Sure, the Fed could provide "liquidity injections" to fix household balance sheets (with a little help from the Treasury)-- but it simply doesn't serve their interests.
What serves their interest is keeping the banking system afloat-- even if that means printing money, assuming very toxic assets, and subsiding poorly run entites until the cows come home. Moo.
What's interesing is that no matter that the Fed does to try to spur lending, banks are generally not doing so. Or put another way, new loans are generally not raining down on households.

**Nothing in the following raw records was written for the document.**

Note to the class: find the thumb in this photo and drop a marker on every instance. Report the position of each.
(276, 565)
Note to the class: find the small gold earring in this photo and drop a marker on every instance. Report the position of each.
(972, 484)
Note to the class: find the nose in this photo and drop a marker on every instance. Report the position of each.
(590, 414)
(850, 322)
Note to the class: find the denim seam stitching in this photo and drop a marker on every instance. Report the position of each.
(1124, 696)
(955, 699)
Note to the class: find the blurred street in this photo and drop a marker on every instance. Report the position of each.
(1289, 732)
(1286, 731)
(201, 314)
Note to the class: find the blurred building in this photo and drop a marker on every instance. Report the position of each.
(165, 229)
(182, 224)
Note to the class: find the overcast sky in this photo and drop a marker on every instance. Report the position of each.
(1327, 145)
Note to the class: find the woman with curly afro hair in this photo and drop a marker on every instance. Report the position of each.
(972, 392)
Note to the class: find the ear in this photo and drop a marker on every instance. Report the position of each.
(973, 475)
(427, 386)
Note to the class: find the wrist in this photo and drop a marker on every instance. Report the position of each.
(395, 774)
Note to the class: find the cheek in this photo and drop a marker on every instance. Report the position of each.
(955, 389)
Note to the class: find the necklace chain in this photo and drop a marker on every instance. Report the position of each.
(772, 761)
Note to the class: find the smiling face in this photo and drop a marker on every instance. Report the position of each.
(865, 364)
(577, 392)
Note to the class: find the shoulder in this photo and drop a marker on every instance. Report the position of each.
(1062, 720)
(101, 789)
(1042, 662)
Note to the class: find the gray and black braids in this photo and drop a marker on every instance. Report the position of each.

The exception is "cash for clunkers", which makes as much sense as me taking an ice pick to my brain to see if I have nerve ending there.
If the market service providers can't agree on the issued capital of a company, what hope has the general public of working out the investment mathematics?
good articles; good articles 4 slow news day ..http://www..
hat tip: finance news & finance opinions
3 dollars
good articles; good articles 4 slow news day ..http://www..
hat tip: finance news & finance opinions
Americans in denial again and high on OBIUM !
Before they were high on BUSHweed !!
Great post. You highlight something very important and it is perhaps the reason why Bernanke thinks he can get away with the Fed's Project Zimbabwe. Perhaps he thinks/knows the liquidity injection and monetization won't fully impact the real economy. As of right now, it hasn't had an impact. Those of us working in finance in the real economy haven't seen much impact, if any. Other than near-zero Fed Funds, there has been no impact upon what I do and how I do it.
i am so glad i left the US - sometime one has a better perspective from abroard and whilst it is naive to deny the existence of corruption I never in my wildest dreams considered that the US taxpayer could be fleeced on such a massive scale
you touch on a very complex matter....the
american is conditioned to think of his
government as pristine purity....he is also
taught to worship power and majesty - so he
has come to admire the plutocrat...the educational
system - especially higher ed - churns out
people who believe might, credentials, and
authority make right....he is also
taught to believe everything he has heard on
tv....(anyone dumb enough to believe the
warren commission is dumb enough to be fleeced...)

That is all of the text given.